Rangkaian kegiatan Workshop Preparedness and Management of Huanglongbing (HLB) hari kedua pada Selasa, 21 April 2026 berlanjut dengan sesi lapangan, diskusi, serta lokakarya interaktif yang mempertemukan akademisi, peneliti, dan petani inovator. Agenda ini menekankan pentingnya kolaborasi lintas sektor dalam menghadapi ancaman penyakit jeruk HLB sekaligus memperkuat kapasitas sumber daya manusia pertanian.

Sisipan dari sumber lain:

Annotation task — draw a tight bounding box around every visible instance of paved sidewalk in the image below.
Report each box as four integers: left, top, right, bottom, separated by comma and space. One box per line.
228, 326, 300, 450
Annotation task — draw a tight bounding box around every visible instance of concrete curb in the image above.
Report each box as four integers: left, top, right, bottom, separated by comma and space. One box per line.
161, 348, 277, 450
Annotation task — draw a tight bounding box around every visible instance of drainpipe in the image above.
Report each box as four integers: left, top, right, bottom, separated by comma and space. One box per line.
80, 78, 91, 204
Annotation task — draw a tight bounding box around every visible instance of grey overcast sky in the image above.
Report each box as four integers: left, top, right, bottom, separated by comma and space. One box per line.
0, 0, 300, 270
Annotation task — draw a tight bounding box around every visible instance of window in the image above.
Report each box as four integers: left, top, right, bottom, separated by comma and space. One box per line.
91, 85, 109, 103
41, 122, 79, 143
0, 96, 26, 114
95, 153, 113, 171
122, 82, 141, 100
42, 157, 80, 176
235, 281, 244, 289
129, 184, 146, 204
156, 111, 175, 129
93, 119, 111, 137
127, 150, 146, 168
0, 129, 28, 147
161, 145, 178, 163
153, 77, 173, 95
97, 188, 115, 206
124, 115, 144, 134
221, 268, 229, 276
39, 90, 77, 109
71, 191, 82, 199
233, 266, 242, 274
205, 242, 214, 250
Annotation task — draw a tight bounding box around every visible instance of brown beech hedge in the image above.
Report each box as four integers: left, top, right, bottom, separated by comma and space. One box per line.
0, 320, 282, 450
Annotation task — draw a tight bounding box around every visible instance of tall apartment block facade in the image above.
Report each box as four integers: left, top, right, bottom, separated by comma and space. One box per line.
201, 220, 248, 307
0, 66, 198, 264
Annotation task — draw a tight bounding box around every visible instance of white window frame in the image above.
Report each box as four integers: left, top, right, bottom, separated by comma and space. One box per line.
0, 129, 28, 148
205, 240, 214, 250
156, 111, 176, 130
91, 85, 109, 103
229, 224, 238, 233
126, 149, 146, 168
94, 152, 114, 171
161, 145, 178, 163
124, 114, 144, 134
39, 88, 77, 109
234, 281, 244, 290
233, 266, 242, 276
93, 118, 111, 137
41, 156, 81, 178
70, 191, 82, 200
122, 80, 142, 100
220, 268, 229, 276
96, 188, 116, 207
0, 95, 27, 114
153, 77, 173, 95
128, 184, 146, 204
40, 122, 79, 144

Sesi lapangan dipandu oleh Alan Soffan, S.P., M.Sc., Ph.D. (Fakultas Pertanian UGM) yang mengajak peserta berdiskusi langsung mengenai praktik pengelolaan tanaman dan strategi pengendalian hama di lapangan. Setelah istirahat makan siang, kegiatan dilanjutkan dengan paparan Dr. agr. Ir. Sri Peni Wastutiningsih (Fakultas Pertanian UGM) mengenai penyuluhan dan penyampaian informasi layanan hama serta praktik pertanian. Ia menekankan pentingnya komunikasi efektif antara penyuluh dan petani agar inovasi dapat diterapkan secara berkelanjutan.

Selanjutnya, Ramli, petani inovator MORAGA, berbagi pengalaman tentang bagaimana peningkatan skala usaha pertanian memberi manfaat bagi petani untuk mengambil kendali lebih besar atas penjualan produk. Diskusi ini membuka wawasan peserta mengenai pentingnya pemberdayaan petani dalam rantai nilai agribisnis.

Sesi tanya jawab kemudian mengalir ke lokakarya interaktif (FGD) yang dipandu oleh Dr. agr. Ir. Sri Peni Wastutiningsih, Steven Falivene, dan Dr. Ady Bayu Prakoso, S.P. Peserta diajak mengidentifikasi kebutuhan sumber daya, peluang, dan potensi pengembangan usaha tani jeruk. Hasil diskusi kemudian dipresentasikan dalam sesi kelompok, sebelum ditutup dengan ringkasan temuan utama oleh Prof. Dr. Ir. Siti Subandiyah, M.Agr.Sc., Ph.D., Alan Soffan, S.P., M.Sc., Ph.D., dan Dr. agr. Ir. Sri Peni Wastutiningsih.
Sesi kedua workshop ini memperkuat kontribusi pada beberapa tujuan pembangunan berkelanjutan, khususnya SDG 4: Pendidikan Berkualitas, SDG 8: Pekerjaan Layak dan Pertumbuhan Ekonomi, SDG 9: Industri, Inovasi, dan Infrastruktur, SDG 12: Konsumsi dan Produksi yang Bertanggung Jawab, SDG 15: Ekosistem Daratan, serta SDG 17: Kemitraan untuk Mencapai Tujuan.